In [None]:
import pandas as pd
import numpy as np

In [None]:
# Input data files are available in the read-only "../input/" directory
# For example, running this (by clicking run or pressing Shift+Enter) will list all files under the input directory

import os
for dirname, _, filenames in os.walk('/kaggle/input'):
    for filename in filenames:
        print(os.path.join(dirname, filename))

# You can write up to 5GB to the current directory (/kaggle/working/) that gets preserved as output when you create a version using "Save & Run All" 
# You can also write temporary files to /kaggle/temp/, but they won't be saved outside of the current session

In [None]:
train=pd.read_csv("/kaggle/input/demand-forecasting-kernels-only/train.csv")

In [None]:
train.head()

In [None]:
train.describe()

25% of the items had sales lower than 30, 50% of the items had sales lower than 47 and 75% had sales lower than 70. Highest sales were 231. 

In [None]:
test=pd.read_csv("/kaggle/input/demand-forecasting-kernels-only/test.csv")

In [None]:
test.head()

# Quick Visualizations

In [None]:
#Converting date to datetime format
train['date']=pd.to_datetime(train['date'])
test['date']=pd.to_datetime(test['date'])

#Extracting dayofweek,dayofyear,year,month for training set

train['weekday']=train['date'].dt.dayofweek
train['dayofyear']=train['date'].dt.dayofyear
train['year']=train['date'].dt.year
train['month']=train['date'].dt.month

#Extracting dayofweek,dayofyear,year,month for testing set

test['weekday']=test['date'].dt.dayofweek
test['dayofyear']=test['date'].dt.dayofyear
test['year']=test['date'].dt.year
test['month']=test['date'].dt.month

In [None]:
import plotly.express as px
px.box(x=train['year'],y=train['sales'],title="Yearly Sales")

Sales seemed to have incerased on an yearly basis but not by that much.

In [None]:
px.line(x=train['date'],y=train['sales'],title="Daily Sales")

There seems to be seasonality in June 

In [None]:
px.box(x=train['month'],y=train['sales'],title="Monthly Sales")

Sales are lowest during the beginning and end of the year but highest during the June-August.

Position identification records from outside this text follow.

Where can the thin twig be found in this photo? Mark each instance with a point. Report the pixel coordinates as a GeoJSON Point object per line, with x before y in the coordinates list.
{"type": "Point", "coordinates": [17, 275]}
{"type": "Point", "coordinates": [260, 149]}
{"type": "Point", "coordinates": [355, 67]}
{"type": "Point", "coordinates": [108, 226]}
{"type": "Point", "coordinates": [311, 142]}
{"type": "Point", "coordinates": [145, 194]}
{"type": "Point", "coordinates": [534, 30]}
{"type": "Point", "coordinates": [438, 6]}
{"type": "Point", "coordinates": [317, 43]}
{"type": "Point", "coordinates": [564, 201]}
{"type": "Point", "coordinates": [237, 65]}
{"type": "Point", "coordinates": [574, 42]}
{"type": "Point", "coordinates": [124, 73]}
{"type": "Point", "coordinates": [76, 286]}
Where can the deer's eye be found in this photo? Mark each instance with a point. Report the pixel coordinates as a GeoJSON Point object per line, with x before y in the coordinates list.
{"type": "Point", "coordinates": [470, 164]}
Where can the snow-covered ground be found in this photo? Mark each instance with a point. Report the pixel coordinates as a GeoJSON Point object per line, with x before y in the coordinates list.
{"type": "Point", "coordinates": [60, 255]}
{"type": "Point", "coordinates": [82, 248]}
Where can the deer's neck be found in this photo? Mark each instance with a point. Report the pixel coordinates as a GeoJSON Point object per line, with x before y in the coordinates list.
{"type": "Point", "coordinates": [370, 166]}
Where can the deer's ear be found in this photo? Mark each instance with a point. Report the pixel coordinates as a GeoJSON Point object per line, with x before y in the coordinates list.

Could be an effect of the summer holidays?

# Missing Values

In [None]:
train.isnull().sum()

No missing Values

# Outlier detection

In [None]:
train.skew()

No outliers as skewness is between -1 to +1

# Modeling

In [None]:
train.columns

In [None]:
X=train.copy()
X.drop(['sales','date'],axis=1,inplace=True)
y=train['sales']

from sklearn.model_selection import train_test_split

#Splitting data into training and validation test
X_train,X_val,y_train,y_val=train_test_split(X,y,test_size=0.2,random_state=123)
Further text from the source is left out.